Create an RSA key pair of the SSL decryption certificate.
```
<sysname> system-view
[sysname] pki rsa built-in-ca rsakey create exportable
```
Create a PKI entity.
```
<sysname> system-view 
[sysname] pki entity entity1 
[sysname-pki-entity-entity1] common-name test
```
You can also configure the IP address and email address of the PKI entity, which are not listed here. Generate an SSL decryption certificate and import it to the memory.

Generate an SSL decryption certificate and import it to the memory.

<sysname> system-view 
[sysname] pki generate built-in-ca certificate rsa-key-pair rsakey entity entity1 
[sysname] pki import-certificate built-in-ca filename key1_builtinca.cer

Mark one decryption certificate trusted and the other untrusted.
```
<sysname> system-view 
[sysname] app-proxy built-in-ca trust filename key1_builtinca.cer
```
When performing SSL handshake with a true server as a proxy client, the FW checks whether the server certificate is issued by a trusted CA.

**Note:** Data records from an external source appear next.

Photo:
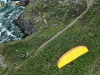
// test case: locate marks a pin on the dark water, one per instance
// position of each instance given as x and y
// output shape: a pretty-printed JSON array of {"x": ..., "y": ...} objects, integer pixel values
[{"x": 9, "y": 31}]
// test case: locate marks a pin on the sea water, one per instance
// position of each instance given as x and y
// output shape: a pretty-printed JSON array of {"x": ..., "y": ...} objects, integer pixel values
[{"x": 8, "y": 31}]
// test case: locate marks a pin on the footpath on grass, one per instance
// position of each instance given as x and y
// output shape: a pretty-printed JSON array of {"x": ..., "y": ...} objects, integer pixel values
[{"x": 89, "y": 4}]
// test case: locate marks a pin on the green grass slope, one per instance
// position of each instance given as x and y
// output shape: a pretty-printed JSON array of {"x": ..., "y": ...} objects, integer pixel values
[{"x": 43, "y": 62}]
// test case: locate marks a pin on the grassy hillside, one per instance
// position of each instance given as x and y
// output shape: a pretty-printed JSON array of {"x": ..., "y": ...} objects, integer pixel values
[{"x": 43, "y": 62}]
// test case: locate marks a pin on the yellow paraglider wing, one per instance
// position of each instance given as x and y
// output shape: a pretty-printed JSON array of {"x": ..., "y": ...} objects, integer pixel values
[
  {"x": 71, "y": 55},
  {"x": 0, "y": 5}
]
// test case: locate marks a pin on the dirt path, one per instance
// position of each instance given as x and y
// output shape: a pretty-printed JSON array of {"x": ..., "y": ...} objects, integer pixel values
[
  {"x": 71, "y": 24},
  {"x": 89, "y": 3}
]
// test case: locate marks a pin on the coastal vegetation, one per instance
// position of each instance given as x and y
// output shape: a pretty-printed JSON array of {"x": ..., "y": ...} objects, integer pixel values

If not, the FW issues a temporary certificate to the client using the SSL decryption certificate marked as untrusted. In this way, a security warning is displayed on the client, and a user can continue the access only after releasing the security warning.
If yes, the FW issues a temporary certificate to the client using the SSL decryption certificate marked as trusted. You need to export the trusted SSL encryption certificate, and install and trust the certificate on the intranet client. For details, see Downloading and Installing the SSL Decryption Certificate.